Apesar desta força não entrar em território israelita, Israel anunciou hoje de manhã que não admitirá a participação de tropas de países que não reconheçam o seu Estado. É o caso da Malásia, Bangladesh e Indonésia.

Portugal comprometeu-se hoje a contribuir para o reforço da UNIFIL, mas a dimensão e o tipo do contingente a enviar para aquele país serão decididos "nos próximos dias" pelo Conselho Superior de Defesa Nacional. Vários órgãos de comunicação social referem Outubro ou Novembro como a data possível para o envio de forças militares portuguesas. Uma notícia do Correio da Manhã de hoje avança com o número de 150 soldados.

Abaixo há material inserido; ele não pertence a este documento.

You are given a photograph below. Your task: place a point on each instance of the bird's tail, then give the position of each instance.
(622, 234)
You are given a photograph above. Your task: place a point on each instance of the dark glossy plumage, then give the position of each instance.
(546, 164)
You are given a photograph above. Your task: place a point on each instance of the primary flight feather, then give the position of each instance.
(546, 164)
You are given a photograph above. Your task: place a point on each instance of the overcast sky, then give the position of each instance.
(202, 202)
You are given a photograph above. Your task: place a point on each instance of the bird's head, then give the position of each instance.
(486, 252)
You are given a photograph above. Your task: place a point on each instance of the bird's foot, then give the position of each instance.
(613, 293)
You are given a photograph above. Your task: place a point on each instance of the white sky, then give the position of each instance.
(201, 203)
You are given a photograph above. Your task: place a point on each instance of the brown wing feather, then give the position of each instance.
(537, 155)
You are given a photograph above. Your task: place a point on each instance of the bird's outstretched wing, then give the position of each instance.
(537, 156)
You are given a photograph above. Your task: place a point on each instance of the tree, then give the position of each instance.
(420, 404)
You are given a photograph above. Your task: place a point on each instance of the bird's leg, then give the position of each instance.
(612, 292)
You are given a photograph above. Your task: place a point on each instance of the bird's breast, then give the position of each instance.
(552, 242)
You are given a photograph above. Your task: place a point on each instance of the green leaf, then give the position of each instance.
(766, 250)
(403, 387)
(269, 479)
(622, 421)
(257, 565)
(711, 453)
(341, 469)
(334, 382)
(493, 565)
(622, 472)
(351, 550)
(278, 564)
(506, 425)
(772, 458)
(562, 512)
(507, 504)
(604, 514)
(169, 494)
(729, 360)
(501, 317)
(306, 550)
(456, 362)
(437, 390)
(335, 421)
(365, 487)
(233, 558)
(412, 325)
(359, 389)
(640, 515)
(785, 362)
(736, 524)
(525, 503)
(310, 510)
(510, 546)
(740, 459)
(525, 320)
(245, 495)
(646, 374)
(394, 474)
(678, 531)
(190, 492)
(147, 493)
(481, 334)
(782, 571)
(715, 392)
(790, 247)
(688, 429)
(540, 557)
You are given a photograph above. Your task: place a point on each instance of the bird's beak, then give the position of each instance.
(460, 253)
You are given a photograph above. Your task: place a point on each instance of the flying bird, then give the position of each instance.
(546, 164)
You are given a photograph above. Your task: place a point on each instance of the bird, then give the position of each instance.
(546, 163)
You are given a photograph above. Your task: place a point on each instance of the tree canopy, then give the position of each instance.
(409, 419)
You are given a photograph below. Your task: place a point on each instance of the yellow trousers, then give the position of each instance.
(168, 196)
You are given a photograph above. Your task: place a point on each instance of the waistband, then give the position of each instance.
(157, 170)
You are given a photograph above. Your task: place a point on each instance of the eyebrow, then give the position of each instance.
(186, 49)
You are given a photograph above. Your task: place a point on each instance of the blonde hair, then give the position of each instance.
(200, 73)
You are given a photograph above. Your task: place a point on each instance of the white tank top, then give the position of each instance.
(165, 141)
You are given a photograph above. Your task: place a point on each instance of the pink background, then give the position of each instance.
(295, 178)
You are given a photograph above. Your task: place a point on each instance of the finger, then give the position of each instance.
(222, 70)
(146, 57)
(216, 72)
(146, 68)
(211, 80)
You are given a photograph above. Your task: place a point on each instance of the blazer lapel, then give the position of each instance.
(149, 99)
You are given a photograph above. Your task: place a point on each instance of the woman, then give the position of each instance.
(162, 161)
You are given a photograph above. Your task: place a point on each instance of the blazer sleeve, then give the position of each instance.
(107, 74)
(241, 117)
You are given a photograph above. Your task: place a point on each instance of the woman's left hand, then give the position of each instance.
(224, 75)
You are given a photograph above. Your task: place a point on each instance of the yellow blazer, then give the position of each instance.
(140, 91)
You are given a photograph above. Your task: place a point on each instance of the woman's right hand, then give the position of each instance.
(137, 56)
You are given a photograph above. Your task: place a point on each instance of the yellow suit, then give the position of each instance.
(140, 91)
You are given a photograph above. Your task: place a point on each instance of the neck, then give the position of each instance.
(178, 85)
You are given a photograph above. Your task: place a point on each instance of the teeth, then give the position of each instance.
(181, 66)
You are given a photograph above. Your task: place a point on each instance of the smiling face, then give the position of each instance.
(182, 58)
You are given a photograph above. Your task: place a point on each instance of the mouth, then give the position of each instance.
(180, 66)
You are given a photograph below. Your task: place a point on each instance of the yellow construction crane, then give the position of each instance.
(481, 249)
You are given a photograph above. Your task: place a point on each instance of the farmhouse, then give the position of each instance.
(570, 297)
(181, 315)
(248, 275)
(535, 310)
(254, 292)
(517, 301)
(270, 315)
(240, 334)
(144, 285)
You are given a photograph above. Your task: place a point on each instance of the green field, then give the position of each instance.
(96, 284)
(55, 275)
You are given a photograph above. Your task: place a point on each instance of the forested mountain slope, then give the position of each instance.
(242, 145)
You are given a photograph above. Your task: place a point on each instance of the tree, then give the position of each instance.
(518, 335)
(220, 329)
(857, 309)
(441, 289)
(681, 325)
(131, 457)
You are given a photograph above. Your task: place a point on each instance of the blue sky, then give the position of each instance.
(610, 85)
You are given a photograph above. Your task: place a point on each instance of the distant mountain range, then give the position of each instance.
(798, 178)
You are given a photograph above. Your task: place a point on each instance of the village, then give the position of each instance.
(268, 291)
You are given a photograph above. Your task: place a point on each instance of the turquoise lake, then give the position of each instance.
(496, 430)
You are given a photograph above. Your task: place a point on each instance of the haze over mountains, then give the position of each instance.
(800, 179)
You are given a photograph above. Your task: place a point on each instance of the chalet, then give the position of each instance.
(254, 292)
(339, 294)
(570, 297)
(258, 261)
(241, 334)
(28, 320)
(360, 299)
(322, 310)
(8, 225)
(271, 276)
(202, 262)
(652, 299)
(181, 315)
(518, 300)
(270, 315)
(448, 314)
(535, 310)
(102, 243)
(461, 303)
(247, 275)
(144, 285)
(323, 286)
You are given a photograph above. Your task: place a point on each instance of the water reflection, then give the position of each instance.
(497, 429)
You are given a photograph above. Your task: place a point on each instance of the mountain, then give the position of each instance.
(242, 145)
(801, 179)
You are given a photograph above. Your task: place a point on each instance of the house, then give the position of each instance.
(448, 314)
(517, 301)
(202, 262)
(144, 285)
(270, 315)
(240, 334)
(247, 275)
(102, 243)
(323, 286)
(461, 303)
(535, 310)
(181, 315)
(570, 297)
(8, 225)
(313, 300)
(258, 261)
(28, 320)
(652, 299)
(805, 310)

Portugal tem 700 militares destacados em missões internacionais na Bósnia, no Kosovo, no Afeganistão, em Timor-Leste, no Iraque e na República Democrática do Congo.

A UNIFIL foi criada há 28 anos para monitorar a fronteira do Líbano com Israel. Com a resolução 1701, aprovada no dia 11 de Agosto, a missão da ONU recebeu novo mandato e autorização para passar de dois mil para 15 mil militares. Segundo a presidência finlandesa da UE, os primeiros soldados europeus deverão chegar ao Líbano daqui a uma semana. Nos próximos dez dias, a UNIFIL deve ser reforçada com mais 3.500 militares.